The county is targeting May 6 for a special county election on increasing the surcharge on local telephone bills to pay for an estimated $8 million upgrade to the county’s police/fire radio system and to operate the county’s central dispatch center.
The county already collects a 4 percent 911 operational surcharge on local phone bills – about 80 cents a month – which is the maximum that a county can collect without voter approval. Another 16 percent would add about $3.20 to monthly phone bills, totaling up to $4 per month that would go to the county from local phone bills. There are also 911 fees collected through the state on cellular and digital telephone accounts and eventually turned over to the county. Those would not be affected by the 911 fees collected on wired phone lines.
Each 4 percent increase in the surcharge raises about $500,000 a year, officials said.
Originally, officials considered putting the question on the November ballot. They decided that a separate election would be a better option because of a county bus millage sought by the Bay Area Transportation Authority in November, plus some potential township tax proposals. It will cost the county more than $50,000 to conduct the special election.
Some surcharge advocates also said they needed more time to take their case to the voters. Several Michigan counties have waged successful 911 fee campaigns in recent years but needed at least five months to organize their public education efforts, said Jamel Anderson, Central dispatch director.
“We need to emphasize that 911 is a benefit to everyone, and we want to keep our response times short,” Anderson said. “We have some catching up to do.”
The county is looking at an $8 million overhaul next year of its 13-year-old VHF highband radio system. Officials have decided against converting for now to the 800 MHz radio system used by the state police and other state agencies because local fire departments can’t use it for mobile paging of part-time firefighters.
But the radio system upgrade will enable the county to add several features, including mobile laptop data terminals for deputies to provide nearly instantaneous information on things like vehicle registrations or criminal backgrounds on suspects. The new equipment also allows the dispatch center to track emergency vehicles at all times along with an enhanced mapping system to give emergency personnel betters specifics on the locations of 911 calls.

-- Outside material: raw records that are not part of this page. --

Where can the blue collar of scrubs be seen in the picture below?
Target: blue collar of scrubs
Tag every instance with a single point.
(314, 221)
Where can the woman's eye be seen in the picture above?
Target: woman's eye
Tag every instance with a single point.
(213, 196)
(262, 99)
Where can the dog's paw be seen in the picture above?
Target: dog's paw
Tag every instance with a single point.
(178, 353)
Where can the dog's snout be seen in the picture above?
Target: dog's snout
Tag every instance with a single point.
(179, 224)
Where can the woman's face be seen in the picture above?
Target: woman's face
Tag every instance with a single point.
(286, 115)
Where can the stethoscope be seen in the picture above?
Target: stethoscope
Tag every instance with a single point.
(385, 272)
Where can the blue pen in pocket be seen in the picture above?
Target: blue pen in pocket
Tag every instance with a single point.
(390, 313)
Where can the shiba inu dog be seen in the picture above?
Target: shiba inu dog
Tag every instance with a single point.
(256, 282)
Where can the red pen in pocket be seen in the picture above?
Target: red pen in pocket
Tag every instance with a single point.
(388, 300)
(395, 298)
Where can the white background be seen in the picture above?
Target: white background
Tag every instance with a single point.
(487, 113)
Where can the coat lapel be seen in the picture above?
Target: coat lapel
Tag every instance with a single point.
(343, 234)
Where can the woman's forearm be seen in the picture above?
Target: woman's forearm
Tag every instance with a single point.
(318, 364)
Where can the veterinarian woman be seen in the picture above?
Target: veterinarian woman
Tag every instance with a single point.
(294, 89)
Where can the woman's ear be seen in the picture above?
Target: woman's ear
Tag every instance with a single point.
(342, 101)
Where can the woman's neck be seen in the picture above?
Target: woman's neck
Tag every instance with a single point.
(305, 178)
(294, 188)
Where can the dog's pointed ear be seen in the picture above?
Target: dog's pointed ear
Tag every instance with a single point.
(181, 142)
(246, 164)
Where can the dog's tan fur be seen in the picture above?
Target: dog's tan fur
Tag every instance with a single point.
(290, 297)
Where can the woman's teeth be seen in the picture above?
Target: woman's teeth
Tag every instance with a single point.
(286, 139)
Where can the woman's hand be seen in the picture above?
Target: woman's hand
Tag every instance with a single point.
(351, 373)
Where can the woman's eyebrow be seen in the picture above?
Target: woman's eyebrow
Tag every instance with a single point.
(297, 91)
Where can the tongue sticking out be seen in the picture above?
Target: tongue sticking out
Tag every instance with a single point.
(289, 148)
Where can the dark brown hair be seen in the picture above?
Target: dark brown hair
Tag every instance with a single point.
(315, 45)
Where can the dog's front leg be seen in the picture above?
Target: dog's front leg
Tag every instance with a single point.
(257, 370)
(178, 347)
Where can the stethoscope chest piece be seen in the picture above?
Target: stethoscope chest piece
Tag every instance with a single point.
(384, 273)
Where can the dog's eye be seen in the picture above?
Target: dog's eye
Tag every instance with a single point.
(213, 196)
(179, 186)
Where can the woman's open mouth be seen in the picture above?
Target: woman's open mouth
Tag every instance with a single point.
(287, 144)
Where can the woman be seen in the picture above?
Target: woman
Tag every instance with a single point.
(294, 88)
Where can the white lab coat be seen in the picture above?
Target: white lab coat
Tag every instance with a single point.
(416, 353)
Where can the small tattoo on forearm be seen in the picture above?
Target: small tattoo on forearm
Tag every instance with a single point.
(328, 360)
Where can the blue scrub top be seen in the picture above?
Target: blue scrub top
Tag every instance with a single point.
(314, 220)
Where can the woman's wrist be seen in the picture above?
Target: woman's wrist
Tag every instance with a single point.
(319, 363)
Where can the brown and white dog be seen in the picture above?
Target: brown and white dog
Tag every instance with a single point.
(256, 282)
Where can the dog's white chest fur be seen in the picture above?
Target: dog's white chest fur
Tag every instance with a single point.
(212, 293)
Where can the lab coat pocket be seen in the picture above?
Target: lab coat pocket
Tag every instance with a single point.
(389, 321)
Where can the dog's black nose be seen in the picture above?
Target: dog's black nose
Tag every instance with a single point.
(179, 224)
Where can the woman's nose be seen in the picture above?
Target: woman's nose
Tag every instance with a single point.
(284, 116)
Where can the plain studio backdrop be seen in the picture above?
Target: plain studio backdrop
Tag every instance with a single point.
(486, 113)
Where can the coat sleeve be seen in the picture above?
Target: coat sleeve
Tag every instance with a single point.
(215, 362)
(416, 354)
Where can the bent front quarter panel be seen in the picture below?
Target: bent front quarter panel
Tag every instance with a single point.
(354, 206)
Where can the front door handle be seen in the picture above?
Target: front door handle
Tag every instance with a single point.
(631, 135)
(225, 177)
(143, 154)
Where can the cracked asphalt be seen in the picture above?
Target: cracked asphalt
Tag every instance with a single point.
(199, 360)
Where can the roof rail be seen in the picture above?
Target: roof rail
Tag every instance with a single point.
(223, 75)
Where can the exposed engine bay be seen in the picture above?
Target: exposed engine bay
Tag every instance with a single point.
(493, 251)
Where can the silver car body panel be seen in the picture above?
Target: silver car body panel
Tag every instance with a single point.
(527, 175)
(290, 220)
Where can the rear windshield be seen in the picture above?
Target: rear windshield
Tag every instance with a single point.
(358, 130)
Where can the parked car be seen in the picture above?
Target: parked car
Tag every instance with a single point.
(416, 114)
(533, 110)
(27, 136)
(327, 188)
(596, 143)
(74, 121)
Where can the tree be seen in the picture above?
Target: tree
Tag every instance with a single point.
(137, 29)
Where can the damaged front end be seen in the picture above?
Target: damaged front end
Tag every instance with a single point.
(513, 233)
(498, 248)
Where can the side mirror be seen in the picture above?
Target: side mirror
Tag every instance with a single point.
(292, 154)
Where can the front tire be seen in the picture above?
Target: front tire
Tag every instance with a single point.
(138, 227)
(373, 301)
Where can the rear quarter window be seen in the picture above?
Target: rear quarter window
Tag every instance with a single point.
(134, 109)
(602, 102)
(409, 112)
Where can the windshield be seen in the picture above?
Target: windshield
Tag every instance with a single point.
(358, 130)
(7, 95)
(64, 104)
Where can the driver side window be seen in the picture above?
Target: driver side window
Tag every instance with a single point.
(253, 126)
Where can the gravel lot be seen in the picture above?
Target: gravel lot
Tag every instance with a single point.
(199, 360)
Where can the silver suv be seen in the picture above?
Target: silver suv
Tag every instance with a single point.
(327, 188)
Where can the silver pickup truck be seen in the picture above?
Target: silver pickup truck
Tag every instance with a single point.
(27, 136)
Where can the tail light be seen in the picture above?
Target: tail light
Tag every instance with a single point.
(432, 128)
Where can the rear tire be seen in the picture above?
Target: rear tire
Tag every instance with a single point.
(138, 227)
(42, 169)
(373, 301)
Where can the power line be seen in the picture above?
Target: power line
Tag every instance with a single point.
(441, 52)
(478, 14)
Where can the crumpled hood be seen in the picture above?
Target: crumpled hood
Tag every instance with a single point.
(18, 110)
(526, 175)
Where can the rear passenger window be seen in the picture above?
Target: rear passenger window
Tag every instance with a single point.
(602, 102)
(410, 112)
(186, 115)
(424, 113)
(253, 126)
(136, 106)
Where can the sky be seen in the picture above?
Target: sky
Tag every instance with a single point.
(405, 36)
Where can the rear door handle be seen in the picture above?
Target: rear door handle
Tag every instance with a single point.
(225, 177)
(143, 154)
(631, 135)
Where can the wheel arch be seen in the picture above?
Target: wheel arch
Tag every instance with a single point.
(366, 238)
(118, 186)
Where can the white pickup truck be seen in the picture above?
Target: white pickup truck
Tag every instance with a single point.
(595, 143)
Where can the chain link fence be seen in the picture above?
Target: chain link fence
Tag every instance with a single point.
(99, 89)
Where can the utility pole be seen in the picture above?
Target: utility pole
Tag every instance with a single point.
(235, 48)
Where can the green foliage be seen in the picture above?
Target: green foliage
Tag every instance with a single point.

Besides the radio upgrade, the county wants to begin paying all dispatch center operational costs with 911 fees. The department has an annual budget of about $1.25 million, which includes a $700,000 appropriation from the county’s general fund. Paying for the entire dispatch operation with 911 monies would free up general fund dollars for other departments or services, officials said.
Local officials are confident the proposed fee increase, although significant, will gain the public’s support if the proposal is fully laid out for voters – and if it’s not competing with other local tax increases at the same time.
“I think we’re going to get one shot (at passing the millage),” said state police Lt. Mark Stewart, chairman of the county’s Central Dispatch Board. “We need to make sure we do it right.”